Someone put food in front of me and I ate it, but I have no memory of what it was. In fact, I’ve eaten so little and walked so much this week that I have dropped 3 pounds. My body feels empty.
At one point in my committee work, I was so filled with rage I could barely speak; (presumably) straight white male delegates called for a vote by standing– as opposed to paper ballots or raised hands, “to expedite our voting.” This request was raised for the first time when we read the first piece of legislation that contained the word “transgender.” One old white man said “I vote my conscience and it doesn’t matter who is watching; it’s a matter of integrity.” Easy for you to say since the system is built to serve and protect you, (insert colorful descriptor here). The chair overruled the request eventually, and after the paper ballot was taken and the legislation protecting transgendered persons from violence was passed, I called for a moment of person privilege and laid the smack down from the mic. I said that the transgender community has suffered more harassment, humiliation, and violence at the hands of the church and the wider community than any other, and that calling for a standing vote on so vulnerable an issue was not about expediency, but bullying and intimidation of the highest order. I ended by saying that a vote won by intimidating others into silence would not be progress toward any end but an evil one.
Finally, as I could have predicted, the full committee voted to withdraw the united Methodist Church from the Religious Coalition for Reproductive Choice (which, when you think about it, is ironic, since withdrawal is no guarantee…). What was most frustrating about this vote is that a conservative delegate presented “research” she had done off the internet, and it was
factually inaccurate complete and utter lies. She said the RCRC opposed any restrictions on late term abortion (they, like the UMC, support them only if the mother’s life is in danger), had made no changes in the policy and focus of being solely pro-abortion (they have, after much conversation with the UMC, shifted focus to maternal and fetal health, contraception, education, and advocacy for access to safe, legal abortions when they are needed), and that they support the work of pagan witch doctors (yeah, I dunno). But when we tried to bring a person who actually worked with the RCRC to speak, they would not let the “witness” if you will give testimony. Lies and dirty tricks, and women around the world– particularly those without health care and family support– will pay the price.
That was the last action of the day, and after all of that, my overwhelming feeling was emptiness. Shock. Numbness. Emptiness.
I left it all on the field, every ounce of energy, creativity, hope, and connection.
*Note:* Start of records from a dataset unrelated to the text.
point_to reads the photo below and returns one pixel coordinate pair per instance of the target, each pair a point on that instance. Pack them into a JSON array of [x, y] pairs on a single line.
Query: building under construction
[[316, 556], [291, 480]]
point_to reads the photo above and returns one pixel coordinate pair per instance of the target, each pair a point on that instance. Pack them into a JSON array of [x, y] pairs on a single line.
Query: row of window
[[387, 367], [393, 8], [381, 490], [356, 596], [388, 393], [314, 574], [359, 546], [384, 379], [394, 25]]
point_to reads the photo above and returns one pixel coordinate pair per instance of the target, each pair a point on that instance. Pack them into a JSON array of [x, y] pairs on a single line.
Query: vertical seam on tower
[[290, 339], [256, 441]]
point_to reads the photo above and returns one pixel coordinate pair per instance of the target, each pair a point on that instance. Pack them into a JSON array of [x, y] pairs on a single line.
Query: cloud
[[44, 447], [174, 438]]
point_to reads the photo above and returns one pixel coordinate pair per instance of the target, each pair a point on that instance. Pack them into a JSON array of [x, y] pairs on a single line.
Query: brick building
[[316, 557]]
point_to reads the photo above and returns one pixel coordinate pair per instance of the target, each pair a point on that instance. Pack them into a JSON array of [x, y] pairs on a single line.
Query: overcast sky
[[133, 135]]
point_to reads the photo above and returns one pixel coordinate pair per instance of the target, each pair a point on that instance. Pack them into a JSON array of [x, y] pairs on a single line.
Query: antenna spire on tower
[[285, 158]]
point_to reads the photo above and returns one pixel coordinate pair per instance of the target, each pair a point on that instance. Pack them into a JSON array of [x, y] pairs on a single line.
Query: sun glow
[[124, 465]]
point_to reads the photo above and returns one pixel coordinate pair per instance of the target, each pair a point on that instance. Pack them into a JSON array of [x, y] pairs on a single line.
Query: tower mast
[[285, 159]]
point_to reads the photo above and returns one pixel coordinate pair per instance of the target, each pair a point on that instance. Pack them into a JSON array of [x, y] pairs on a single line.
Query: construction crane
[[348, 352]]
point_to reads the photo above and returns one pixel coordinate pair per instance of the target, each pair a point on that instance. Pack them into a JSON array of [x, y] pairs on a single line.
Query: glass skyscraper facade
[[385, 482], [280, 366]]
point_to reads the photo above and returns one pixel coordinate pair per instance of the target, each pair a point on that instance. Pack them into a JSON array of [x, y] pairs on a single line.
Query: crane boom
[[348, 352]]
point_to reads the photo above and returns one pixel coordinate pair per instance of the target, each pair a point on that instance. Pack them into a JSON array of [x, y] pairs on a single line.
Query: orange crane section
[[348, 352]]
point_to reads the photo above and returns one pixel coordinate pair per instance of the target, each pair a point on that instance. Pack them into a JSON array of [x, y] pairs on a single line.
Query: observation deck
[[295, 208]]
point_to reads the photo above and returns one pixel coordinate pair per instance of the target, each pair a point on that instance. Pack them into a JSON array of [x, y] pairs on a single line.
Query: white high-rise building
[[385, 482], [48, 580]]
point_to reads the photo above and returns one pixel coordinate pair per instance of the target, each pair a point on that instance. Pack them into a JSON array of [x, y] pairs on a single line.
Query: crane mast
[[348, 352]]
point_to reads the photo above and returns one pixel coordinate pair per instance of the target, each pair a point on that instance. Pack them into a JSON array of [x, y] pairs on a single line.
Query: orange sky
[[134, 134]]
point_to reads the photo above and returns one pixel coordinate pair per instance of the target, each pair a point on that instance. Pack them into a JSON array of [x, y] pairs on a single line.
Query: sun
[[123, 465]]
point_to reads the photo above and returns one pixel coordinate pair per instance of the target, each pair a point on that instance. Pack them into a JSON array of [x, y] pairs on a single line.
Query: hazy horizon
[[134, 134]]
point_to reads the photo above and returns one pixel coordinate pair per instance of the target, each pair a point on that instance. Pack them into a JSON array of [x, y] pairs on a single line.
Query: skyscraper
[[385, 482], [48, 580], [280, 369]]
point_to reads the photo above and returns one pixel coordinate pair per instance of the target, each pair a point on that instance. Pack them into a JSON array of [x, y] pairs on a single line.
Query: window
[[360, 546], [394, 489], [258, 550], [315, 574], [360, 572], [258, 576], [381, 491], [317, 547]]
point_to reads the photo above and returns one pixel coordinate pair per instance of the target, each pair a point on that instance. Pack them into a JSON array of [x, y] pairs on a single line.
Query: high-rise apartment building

We will live to resurrect some legislation for another day, and make our case on the plenary floor for full inclusion and the protection of women’s rights. But in that moment, there was nothing.
Later, again out with friends, I was filled with laughter, and the smallest glimmer of hope.
Today, we stand in recess for the Sabbath. Church continues, sermons are preached, justice marches onward, if not always in places we can see.